By Jim Letourneau
When I joined NACC as a student member in 1992, I don’t think I was convinced that chaplaincy was my calling. However, my membership linked me with many wonderful people who were formative in my life and of my sense of calling. I witnessed creative Catholics called to ministry outside the traditional model of ecclesial ordination. In them, I saw inspiring models of what I wanted to become in my own life: a certified chaplain.
To be honest, I haven’t been a consistently active member of NACC. In fact, there was a time when I felt great distance from the organization, and from all that is Catholic. I questioned the value of NACC membership. I struggled to find my way in this formal structure we call “Church” and to discern my own faith identification.
A phone call one day changed everything. My dear friend Bridget Deegan-Krause, who at that time was on the Board of Directors, invited me to consider being a part of a visioning group to discuss the strategic direction of NACC.
“Me?! What can I offer? I’m not really that connected.”
But Bridget said she recognized leadership and potential in me. I’m not so sure I was convinced, but because of my love for her, I said yes.
That yes was the start of my active involvement with NACC. In that visioning process, I met chaplains and CPE supervisors from across the country. We gathered several times in Milwaukee to share our passion, our concerns, our pain, and our vocation. Together we created a safe haven, a group rooted in faith and prayer. I found community, fellowship, and the affirmation of my call for pastoral care. These members came to know me and could speak firsthand of our collective experience of ministry. I felt connected; I had found a new experience of church.
My initial yes to Bridget led to other yeses: to lead the Nominations Panel (my heartfelt thanks to the late dear Sr. Norma Gutierrez for that phone call), to interview applicants for chaplaincy certification, to become an interview team educator (thanks, Bob Barnes!), and eventually to have my name on the ballot for the NACC Board (thanks, Jack Crabb!). In many ways, I feel I have been blessed with a gift that is our association, and I am entrusted to pass that legacy on to other members, present and future.

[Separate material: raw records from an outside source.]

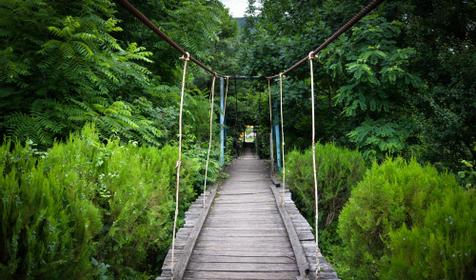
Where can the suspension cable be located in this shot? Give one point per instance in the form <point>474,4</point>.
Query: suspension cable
<point>314,165</point>
<point>283,192</point>
<point>147,22</point>
<point>227,81</point>
<point>271,152</point>
<point>185,59</point>
<point>356,18</point>
<point>212,102</point>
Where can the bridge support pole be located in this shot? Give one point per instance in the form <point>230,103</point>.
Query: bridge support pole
<point>222,121</point>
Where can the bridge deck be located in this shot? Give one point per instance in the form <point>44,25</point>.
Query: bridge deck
<point>244,236</point>
<point>243,233</point>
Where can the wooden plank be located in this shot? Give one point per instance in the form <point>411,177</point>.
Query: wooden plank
<point>191,242</point>
<point>302,262</point>
<point>286,275</point>
<point>244,267</point>
<point>241,259</point>
<point>243,252</point>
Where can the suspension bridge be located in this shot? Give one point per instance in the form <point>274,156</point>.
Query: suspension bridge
<point>247,227</point>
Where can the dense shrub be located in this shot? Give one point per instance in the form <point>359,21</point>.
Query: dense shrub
<point>339,170</point>
<point>407,221</point>
<point>87,209</point>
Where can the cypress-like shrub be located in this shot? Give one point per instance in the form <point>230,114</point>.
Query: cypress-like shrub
<point>87,209</point>
<point>407,221</point>
<point>339,170</point>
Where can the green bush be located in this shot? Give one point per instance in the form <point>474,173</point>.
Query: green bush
<point>87,209</point>
<point>407,221</point>
<point>339,170</point>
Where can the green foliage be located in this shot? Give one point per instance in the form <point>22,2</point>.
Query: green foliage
<point>377,80</point>
<point>86,208</point>
<point>338,172</point>
<point>404,220</point>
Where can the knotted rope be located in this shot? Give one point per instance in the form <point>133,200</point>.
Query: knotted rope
<point>227,79</point>
<point>212,102</point>
<point>271,152</point>
<point>283,192</point>
<point>314,165</point>
<point>185,59</point>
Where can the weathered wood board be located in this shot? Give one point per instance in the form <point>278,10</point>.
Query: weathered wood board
<point>244,233</point>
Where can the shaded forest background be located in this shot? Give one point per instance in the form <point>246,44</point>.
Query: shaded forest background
<point>87,92</point>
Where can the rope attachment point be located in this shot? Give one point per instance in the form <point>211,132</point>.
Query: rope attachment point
<point>186,57</point>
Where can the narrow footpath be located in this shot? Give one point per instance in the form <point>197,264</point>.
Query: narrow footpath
<point>244,236</point>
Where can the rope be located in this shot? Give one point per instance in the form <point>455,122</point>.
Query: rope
<point>227,79</point>
<point>314,165</point>
<point>283,192</point>
<point>212,102</point>
<point>185,59</point>
<point>271,152</point>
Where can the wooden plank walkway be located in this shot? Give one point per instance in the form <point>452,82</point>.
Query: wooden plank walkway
<point>242,234</point>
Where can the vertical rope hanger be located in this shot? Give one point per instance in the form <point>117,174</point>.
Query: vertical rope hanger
<point>271,152</point>
<point>212,102</point>
<point>314,165</point>
<point>186,59</point>
<point>283,192</point>
<point>227,82</point>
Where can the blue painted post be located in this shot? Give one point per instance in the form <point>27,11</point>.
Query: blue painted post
<point>222,121</point>
<point>278,146</point>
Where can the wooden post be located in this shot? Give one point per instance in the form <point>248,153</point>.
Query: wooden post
<point>222,121</point>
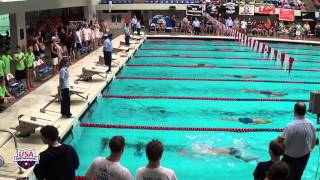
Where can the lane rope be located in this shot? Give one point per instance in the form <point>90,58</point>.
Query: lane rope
<point>166,128</point>
<point>108,96</point>
<point>218,67</point>
<point>217,80</point>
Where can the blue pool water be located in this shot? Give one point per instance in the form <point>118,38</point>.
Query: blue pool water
<point>188,75</point>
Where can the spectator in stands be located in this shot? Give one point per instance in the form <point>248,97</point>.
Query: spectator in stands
<point>276,150</point>
<point>110,167</point>
<point>126,34</point>
<point>20,58</point>
<point>196,26</point>
<point>185,24</point>
<point>244,26</point>
<point>64,88</point>
<point>138,27</point>
<point>5,96</point>
<point>107,51</point>
<point>30,58</point>
<point>278,171</point>
<point>154,170</point>
<point>78,40</point>
<point>299,140</point>
<point>134,22</point>
<point>229,22</point>
<point>59,161</point>
<point>298,30</point>
<point>54,55</point>
<point>7,58</point>
<point>1,161</point>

This responsibility is awesome in the best sense of that word. It is also a bit daunting and frightening at times. My prayer is that I can faithfully create experiences of fellowship, community, and “church” for other NACC members — particularly those who may feel on the fringes, as I did when I received that initial phone call. “To the one for whom much has been given, much will be required” (Luke 12:48).

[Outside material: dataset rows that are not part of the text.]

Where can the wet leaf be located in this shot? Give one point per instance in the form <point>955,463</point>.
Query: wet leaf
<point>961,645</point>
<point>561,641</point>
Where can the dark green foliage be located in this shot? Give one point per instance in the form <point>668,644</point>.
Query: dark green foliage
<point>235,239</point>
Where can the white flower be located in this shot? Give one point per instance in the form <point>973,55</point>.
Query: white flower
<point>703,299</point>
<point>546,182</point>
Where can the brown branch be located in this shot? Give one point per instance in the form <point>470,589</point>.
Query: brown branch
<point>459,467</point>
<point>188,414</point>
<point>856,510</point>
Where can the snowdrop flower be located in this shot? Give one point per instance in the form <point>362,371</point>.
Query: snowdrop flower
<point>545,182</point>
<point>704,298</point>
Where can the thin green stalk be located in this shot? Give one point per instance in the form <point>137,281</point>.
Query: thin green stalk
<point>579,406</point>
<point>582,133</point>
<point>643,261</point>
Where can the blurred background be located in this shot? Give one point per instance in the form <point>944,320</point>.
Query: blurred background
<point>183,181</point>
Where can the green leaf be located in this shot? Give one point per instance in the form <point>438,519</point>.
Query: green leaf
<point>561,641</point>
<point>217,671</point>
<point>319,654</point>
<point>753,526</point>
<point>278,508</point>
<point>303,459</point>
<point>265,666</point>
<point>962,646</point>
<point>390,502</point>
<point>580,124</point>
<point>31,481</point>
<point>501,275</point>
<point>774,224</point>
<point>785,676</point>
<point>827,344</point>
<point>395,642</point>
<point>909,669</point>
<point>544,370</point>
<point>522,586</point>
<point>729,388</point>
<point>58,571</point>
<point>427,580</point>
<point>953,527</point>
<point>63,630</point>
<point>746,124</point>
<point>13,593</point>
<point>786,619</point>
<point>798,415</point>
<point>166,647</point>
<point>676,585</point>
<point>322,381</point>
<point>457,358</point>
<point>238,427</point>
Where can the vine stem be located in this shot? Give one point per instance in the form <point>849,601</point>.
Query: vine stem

My thanks to Bridget for making that initial phone call, for reaching out to me when I needed someone to reach out to me. My thanks to all our wonderful members who have called me, grounded me, formed me, and supported me for ministry. Let us together joyfully and courageously enter our next chapter for NACC!
Jim Letourneau, BCC, is director of mission and spirituality at Trinity Health in Livonia, MI.